Bu oran için bireysel düzeyde yeni eklenen değişkenler; Eski kıyafetlerin yerine yenisini almak, iki çift düzgün ayakkabıya sahip olmak, ayda en az bir kez arkadaşlarla buluşmak, ucuz boş zaman aktivitelerine katılmak, kendini iyi hissetmek için bir miktar para harcamak ve kişisel kullanım için internet kullanmak olarak belirlenmiştir.
Yukarıda belirtilen on üç unsurdan en az yedisini karşılayamayanların oranı olarak tanımlanan maddi ve sosyal yoksunluk oranı; 2021’de yüzde 18,1 iken 2022 anket sonuçlarında 1,5 puanlık düşüşle yüzde 16,6 olduğu iddia edildi.
Halkın yüzde 60’ı taksit ödüyor, çatı akıyor, duvar rutubetli sorun devam ediyor
Kurumsal olmayan nüfusun yüzde 33,6’sı yalıtım, sızdıran çatı, nemli duvarlar, çürümüş pencere çerçeveleri vb. nedenlerle ısınma sorunu yaşıyor. Yüzde 21,7’si ise trafik veya sanayi kaynaklı hava kirliliği, çevre kirliliği veya diğer çevre sorunları yaşıyor.

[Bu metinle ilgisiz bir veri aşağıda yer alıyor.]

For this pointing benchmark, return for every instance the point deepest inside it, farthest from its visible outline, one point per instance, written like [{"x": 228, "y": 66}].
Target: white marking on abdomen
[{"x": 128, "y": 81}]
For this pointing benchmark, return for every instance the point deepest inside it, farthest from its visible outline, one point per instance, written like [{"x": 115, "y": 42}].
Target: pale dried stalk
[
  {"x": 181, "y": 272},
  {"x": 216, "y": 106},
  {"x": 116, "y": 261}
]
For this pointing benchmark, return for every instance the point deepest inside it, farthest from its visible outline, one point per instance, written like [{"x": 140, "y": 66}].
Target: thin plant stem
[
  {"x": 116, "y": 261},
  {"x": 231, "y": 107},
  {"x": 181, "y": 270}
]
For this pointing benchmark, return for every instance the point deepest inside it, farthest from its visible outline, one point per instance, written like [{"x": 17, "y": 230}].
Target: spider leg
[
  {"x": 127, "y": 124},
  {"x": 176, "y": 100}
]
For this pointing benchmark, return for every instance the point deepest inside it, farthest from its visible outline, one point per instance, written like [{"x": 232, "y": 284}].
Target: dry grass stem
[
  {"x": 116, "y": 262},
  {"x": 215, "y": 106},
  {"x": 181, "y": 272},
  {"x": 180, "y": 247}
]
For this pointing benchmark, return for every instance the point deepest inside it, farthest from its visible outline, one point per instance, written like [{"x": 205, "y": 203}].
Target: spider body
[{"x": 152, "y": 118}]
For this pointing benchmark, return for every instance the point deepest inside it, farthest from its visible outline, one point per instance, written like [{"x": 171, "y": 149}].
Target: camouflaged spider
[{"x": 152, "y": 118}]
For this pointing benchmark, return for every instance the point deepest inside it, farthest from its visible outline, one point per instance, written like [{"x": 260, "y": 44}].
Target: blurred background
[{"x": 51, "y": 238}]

Konut alımları ve konut giderleri dışında borcu veya taksit ödemesi olanların oranı bir önceki yıla göre 4,3 puan azalarak yüzde 59,4 oldu. Bu ödemeler nüfusun yüzde 6,2’sine yük getirmezken, yüzde 17,7’sine ağır yük getirdi. Hanelerin yüzde 59,6’sı bir haftalık tatilini evden uzakta, yüzde 41,5’i gün aşırı et, tavuk veya balık içeren bir yemeğin maliyeti, yüzde 31,1’i beklenmeyen harcamalar, yüzde 20,4’ü evin ısınması için harcıyor. Yüzde 65,4’ü eski mobilyaları ekonomik olarak yenileyemeyeceklerini beyan etti.